Genocidal Chinese dictator Xi Jinping declared that Beijing will “surely be reunified” with the sovereign nation of Taiwan in an address marking the 130th birthday of mass murderer Mao Zedong on Tuesday, an apparent threat to invade and colonize the neighboring country and attempt to galvanize fanatical communists.
Mao led China’s communist revolution and won a bloody war against the Chinese nationalists in 1949, establishing the “people’s republic” and forcing nationalist leader Chiang Kai-shek to retreat to Taiwan. Taiwan, formally the Republic of Taiwan, has never been governed by the “People’s Republic” – or any government headquartered in Beijing – and has always operated as a sovereign state with no government ties to the Communist Party. Despite this, the Party insists that Taiwan is a long-lost province of China that must be “reunified” with the “mainland,” routinely threatening a military invasion.
“The complete reunification of our motherland is an overall trend, a righteous cause, and the common aspiration of the people. Our motherland must be reunified, and it will surely be reunified,” Xi said on Tuesday, addressing communist leaders in Beijing for a “symposium” on Mao for the Party’s elites.
“[We] firmly oppose anyone using any means to separate Taiwan from China,” Xi insisted, according to a translation by the South China Morning Post.
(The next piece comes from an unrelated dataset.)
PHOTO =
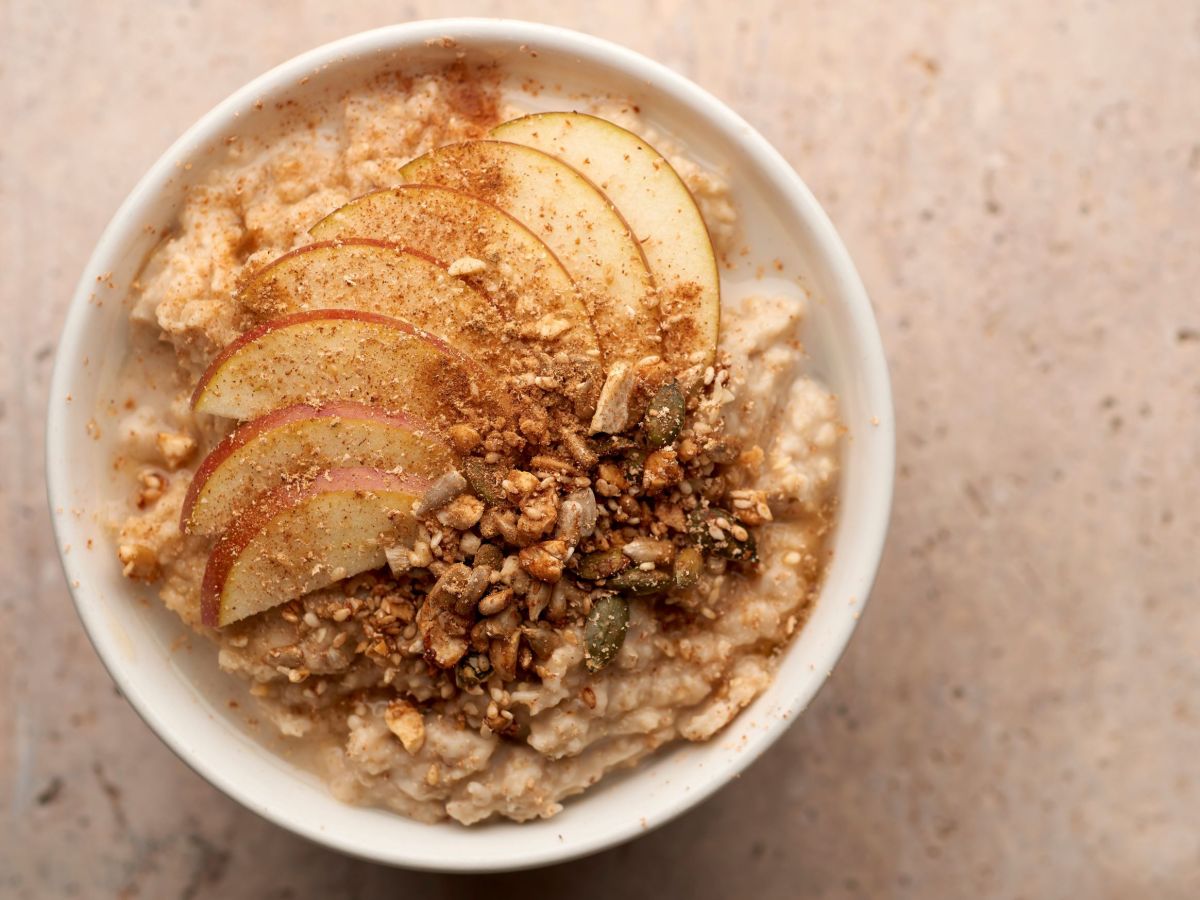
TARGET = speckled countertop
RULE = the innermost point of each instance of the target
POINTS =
(1019, 714)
Japan’s Nikkei translated Xi as saying, “[we] will resolutely prevent anyone from splitting Taiwan from China in any way.”
In reality, Taiwan and China have already been “split” for decades. Taiwan is a democratic, sovereign nation with independent civilian and military institutions. Taiwan is scheduled to have a presidential election on January 13 in which the ruling anti-communist Democratic Progressive Party (DPP) has maintained a significant lead in polls.
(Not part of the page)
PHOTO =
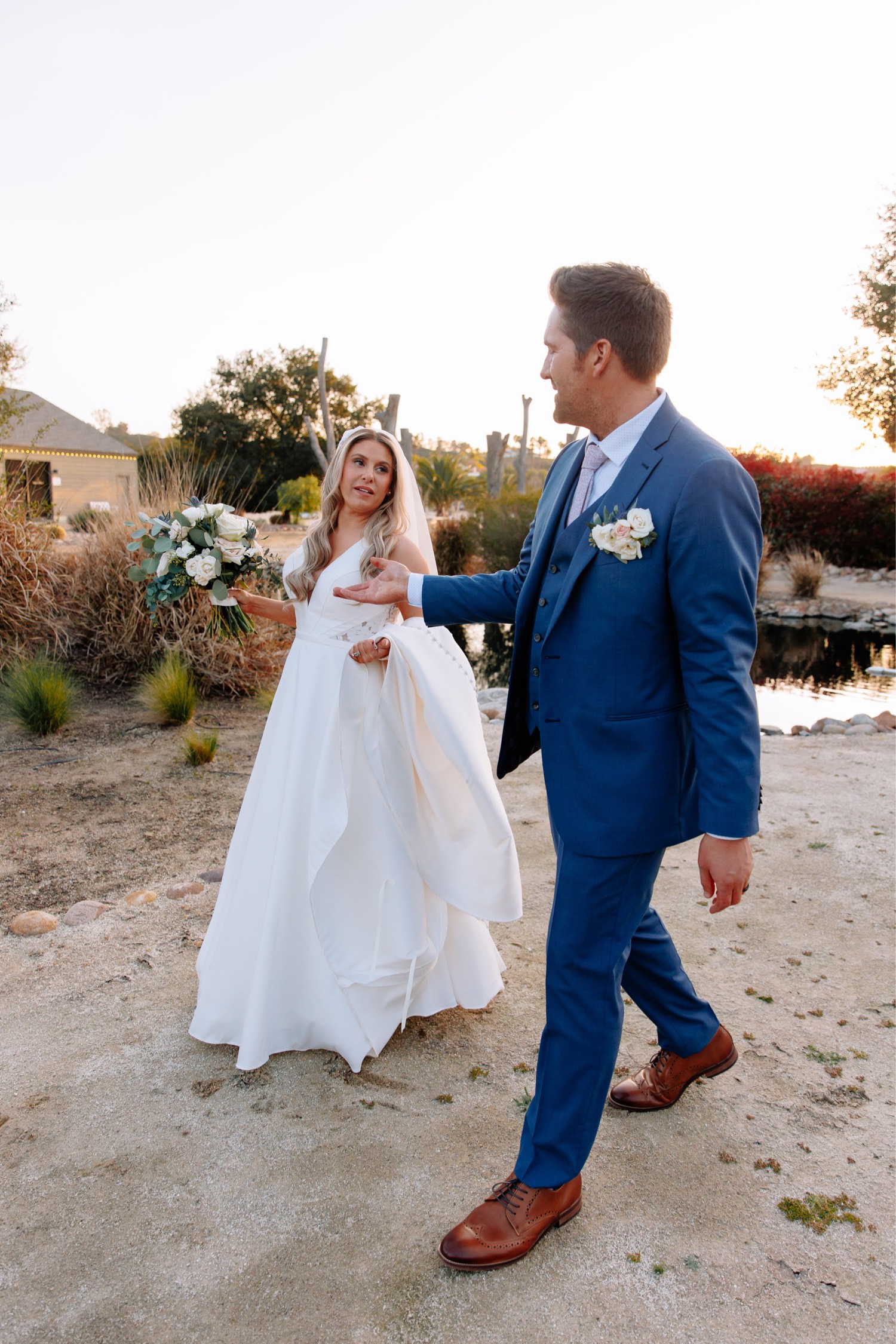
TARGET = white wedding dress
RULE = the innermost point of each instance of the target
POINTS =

Mao attempted, but failed, to colonize Taiwan, and the issue remains an emotional one for hardline communists – many of whom do not trust Xi. Xi has attempted to elevate himself and his “Xi Jinping Thought” to the level of veneration that the Communist Party demands for Mao, inadvertently fueling a resurgence in pro-Mao nostalgia. Chinese authorities for years have been forced to suppress Maoist labor movements that denounce Xi as a corrupt elitist and demand a return to allegedly “pro-worker” communism.
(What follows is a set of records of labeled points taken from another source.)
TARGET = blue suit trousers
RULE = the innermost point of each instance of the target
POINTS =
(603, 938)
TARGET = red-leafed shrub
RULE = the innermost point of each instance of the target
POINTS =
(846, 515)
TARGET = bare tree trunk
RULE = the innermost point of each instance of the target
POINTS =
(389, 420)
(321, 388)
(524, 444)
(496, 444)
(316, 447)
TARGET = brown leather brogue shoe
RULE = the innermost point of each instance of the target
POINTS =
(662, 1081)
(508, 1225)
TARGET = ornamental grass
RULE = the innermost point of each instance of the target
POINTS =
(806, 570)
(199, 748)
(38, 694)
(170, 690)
“Xi’s comments hint at an intention to elevate himself beyond Mao through unification,” Nikkei observed.
Elsewhere in his remarks, Xi reportedly described the full “modernization” of communist China as the “unfinished work of the previous generation of revolutionaries like Mao Zedong,” promising to expand efforts to grow the Chinese economy.
Xi also allegedly declared that Mao was “devoted to national prosperity, rejuvenation, and people’s happiness,” according to the state propaganda outlet Xinhua.
In reality, Mao was one of history’s most prolific mass murderers, presiding over an era of butchery and unspeakable atrocities such as mass infanticide, torture, and cannibalism. A 2016 report citing anonymous eyewitnesses described communist Cultural Revolution celebrations in the 1960s during which “the hearts, livers and genitals of victims were cut out and fed to revelers.” The victims were often those identified as “bourgeois,” such as teachers and doctors, or anyone considered anti-communist. That report listed other atrocities committed as “beheadings, beatings, live burials, stonings, drownings, boilings, group slaughters, disembowellings, digging out hearts, livers, genitals, slicing off flesh, blowing up with dynamite, and more.”
The Cultural Revolution is estimated to have killed 150,000 people. The Great Leap Forward, a separate Mao initiative, killed 45 million.
Mao “is a great internationalist who made significant contributions to the liberation of the oppressed nations of the world and the cause of human progress,” Xi said on Tuesday.
The Chinese state-run Global Times propaganda outlet claimed that “tens of thousands” of people gathered in China on Tuesday to celebrate this history.
“The Global Times learned from authorities in Shaoshan [Mao’s birthplace] that people from all over the country spontaneously flocked to Shaoshan to commemorate the birthday of the late Chinese leader,” the newspaper reported.
China monitors all citizens through a “social credit system” that ascribes numerical scores to individuals based on their behavior. China rewards behavior it deems positive and punishes those who behave in ways contrary to Party orthodoxy with low scores. Insufficient revolutionary fervor – as well as perceived overenthusiasm about religions outside of communism – could lead to a low social credit score, so the system encourages outlandish displays of worship for communist leaders such as Mao.